Is AI Kiling Jobs?

Mar 01, 2026By Andrew Steele
Andrew Steele

Harken back to a post I wrote a few months ago titled Is SaaS Eating AI?, Tomasz Tunguz nails it again in his analysis of the likely impact of AI on jobs - especially tech sector jobs.

TL;DR the sky isn't falling (I'm pretty sure...).

Here's the crux of the analysis - In 1909 there were 253 auto manufacturers. Then Henry Ford introduced the assembly line, and 20 years later only 44 manufacturers remained. But jobs in the industry over that same period went from 76K to 471K.  That's over 6X (??) increase of jobs in the sector. 
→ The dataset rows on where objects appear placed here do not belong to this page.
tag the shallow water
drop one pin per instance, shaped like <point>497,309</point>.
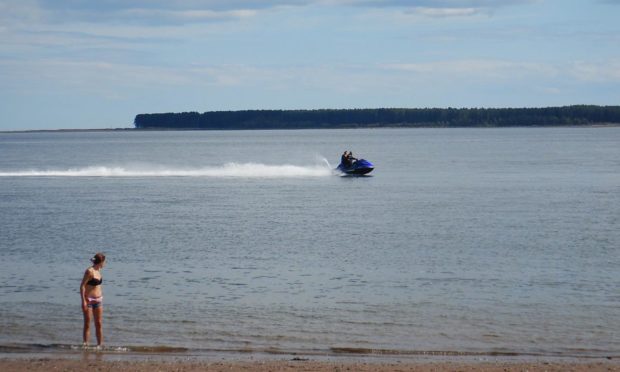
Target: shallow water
<point>463,241</point>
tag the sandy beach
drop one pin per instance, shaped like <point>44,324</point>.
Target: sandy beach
<point>45,365</point>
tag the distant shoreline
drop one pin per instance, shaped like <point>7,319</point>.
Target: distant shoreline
<point>597,125</point>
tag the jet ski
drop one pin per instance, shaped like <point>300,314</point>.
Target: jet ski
<point>357,168</point>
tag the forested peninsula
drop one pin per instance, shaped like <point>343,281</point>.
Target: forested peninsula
<point>383,117</point>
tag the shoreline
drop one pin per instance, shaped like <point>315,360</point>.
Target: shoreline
<point>596,125</point>
<point>92,361</point>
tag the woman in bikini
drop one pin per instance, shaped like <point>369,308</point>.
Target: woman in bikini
<point>92,298</point>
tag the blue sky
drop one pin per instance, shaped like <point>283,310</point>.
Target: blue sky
<point>96,64</point>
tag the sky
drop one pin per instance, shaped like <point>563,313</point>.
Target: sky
<point>81,64</point>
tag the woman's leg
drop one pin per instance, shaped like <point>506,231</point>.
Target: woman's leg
<point>98,315</point>
<point>86,332</point>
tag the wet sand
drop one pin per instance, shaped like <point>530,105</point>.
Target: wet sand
<point>45,365</point>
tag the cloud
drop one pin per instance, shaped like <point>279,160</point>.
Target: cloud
<point>502,70</point>
<point>198,11</point>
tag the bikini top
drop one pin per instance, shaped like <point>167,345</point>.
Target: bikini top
<point>95,282</point>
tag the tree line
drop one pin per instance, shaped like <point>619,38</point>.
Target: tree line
<point>382,117</point>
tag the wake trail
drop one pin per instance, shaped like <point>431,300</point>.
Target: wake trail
<point>238,170</point>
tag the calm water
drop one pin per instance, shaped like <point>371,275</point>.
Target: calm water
<point>462,241</point>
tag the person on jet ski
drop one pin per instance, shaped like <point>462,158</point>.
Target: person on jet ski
<point>344,159</point>
<point>351,159</point>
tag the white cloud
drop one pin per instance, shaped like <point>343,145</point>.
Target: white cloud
<point>595,72</point>
<point>476,69</point>
<point>444,12</point>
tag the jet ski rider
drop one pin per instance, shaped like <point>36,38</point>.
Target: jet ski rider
<point>347,159</point>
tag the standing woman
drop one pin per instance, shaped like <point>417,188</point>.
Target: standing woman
<point>92,297</point>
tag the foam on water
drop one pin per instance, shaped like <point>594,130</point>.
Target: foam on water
<point>241,170</point>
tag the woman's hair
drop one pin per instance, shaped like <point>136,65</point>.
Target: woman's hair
<point>99,258</point>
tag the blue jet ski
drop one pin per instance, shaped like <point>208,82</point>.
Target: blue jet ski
<point>357,168</point>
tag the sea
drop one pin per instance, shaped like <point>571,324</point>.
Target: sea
<point>462,242</point>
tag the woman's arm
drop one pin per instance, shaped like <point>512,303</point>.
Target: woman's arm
<point>85,279</point>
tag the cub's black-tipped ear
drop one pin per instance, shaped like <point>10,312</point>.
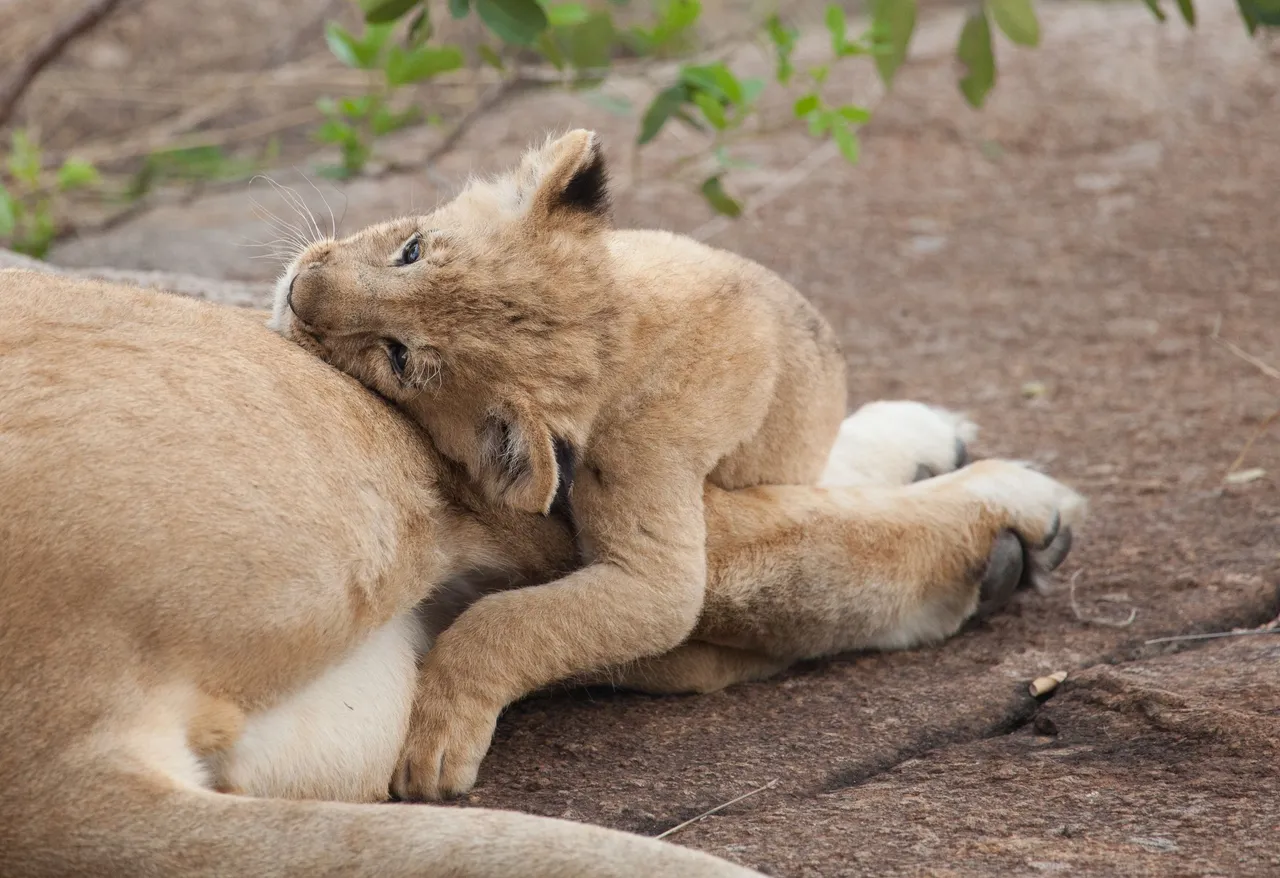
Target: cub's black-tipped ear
<point>520,463</point>
<point>570,179</point>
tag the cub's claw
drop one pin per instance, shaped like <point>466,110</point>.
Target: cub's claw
<point>1002,576</point>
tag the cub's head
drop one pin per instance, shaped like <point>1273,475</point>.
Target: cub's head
<point>490,321</point>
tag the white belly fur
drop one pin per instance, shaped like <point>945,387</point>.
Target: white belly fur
<point>338,737</point>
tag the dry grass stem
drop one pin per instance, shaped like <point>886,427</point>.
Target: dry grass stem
<point>718,808</point>
<point>1097,620</point>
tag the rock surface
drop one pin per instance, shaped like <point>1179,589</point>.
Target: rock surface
<point>1083,237</point>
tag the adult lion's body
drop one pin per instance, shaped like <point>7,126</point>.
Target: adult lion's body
<point>210,540</point>
<point>199,515</point>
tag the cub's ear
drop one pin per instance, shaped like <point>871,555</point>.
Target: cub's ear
<point>567,181</point>
<point>519,463</point>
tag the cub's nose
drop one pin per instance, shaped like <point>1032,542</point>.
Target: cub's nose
<point>306,296</point>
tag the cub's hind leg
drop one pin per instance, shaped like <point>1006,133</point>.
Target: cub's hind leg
<point>896,443</point>
<point>803,572</point>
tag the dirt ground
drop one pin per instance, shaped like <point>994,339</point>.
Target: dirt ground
<point>1055,266</point>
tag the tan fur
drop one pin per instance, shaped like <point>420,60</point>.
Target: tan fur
<point>200,518</point>
<point>197,513</point>
<point>215,726</point>
<point>515,316</point>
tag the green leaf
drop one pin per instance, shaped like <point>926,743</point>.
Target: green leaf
<point>590,44</point>
<point>384,120</point>
<point>420,30</point>
<point>835,21</point>
<point>677,17</point>
<point>490,58</point>
<point>1251,19</point>
<point>752,90</point>
<point>712,109</point>
<point>8,214</point>
<point>423,63</point>
<point>378,12</point>
<point>805,105</point>
<point>720,200</point>
<point>375,37</point>
<point>892,26</point>
<point>566,14</point>
<point>1018,19</point>
<point>664,105</point>
<point>974,53</point>
<point>356,108</point>
<point>551,50</point>
<point>848,142</point>
<point>854,114</point>
<point>713,78</point>
<point>347,49</point>
<point>784,44</point>
<point>519,22</point>
<point>77,174</point>
<point>333,131</point>
<point>1262,12</point>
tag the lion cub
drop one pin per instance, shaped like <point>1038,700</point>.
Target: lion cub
<point>544,350</point>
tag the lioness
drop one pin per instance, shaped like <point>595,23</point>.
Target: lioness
<point>539,347</point>
<point>210,556</point>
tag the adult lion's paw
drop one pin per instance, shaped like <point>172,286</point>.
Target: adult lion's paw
<point>448,737</point>
<point>896,443</point>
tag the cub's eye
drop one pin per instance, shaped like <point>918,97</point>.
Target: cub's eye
<point>398,356</point>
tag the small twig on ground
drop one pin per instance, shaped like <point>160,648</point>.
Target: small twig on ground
<point>1180,638</point>
<point>718,808</point>
<point>784,183</point>
<point>1097,620</point>
<point>497,96</point>
<point>1265,367</point>
<point>48,50</point>
<point>1262,428</point>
What happened? Automation fundamentally changed throughput, supply chain and unit economics. The industry not only shifted to feed the new beast, but jobs in it grew by 6X+ over the same time.  Jobs didn't go away - they shape shifted & multiplied.

Feels familiar. Secondary & tertiary effects of industrialized AI are just barely beginning to emerge. But they will. And they'll likely follow the same pattern that followed the assembly line.  As factory automation drastically reduced both the production time and cost of cars, AI will do the same for technology (coding, devops, etc.).  But the resources that would have otherwise been operating in pre-AI type roles will redeploy to  build and build the ecosystems & supply chains necessary to support the post-AI dynamics of building and operating technology.

I'm old enough to remember the cries that the cloud was going to destroy the enterprise hardware business. Nvidia would like a word.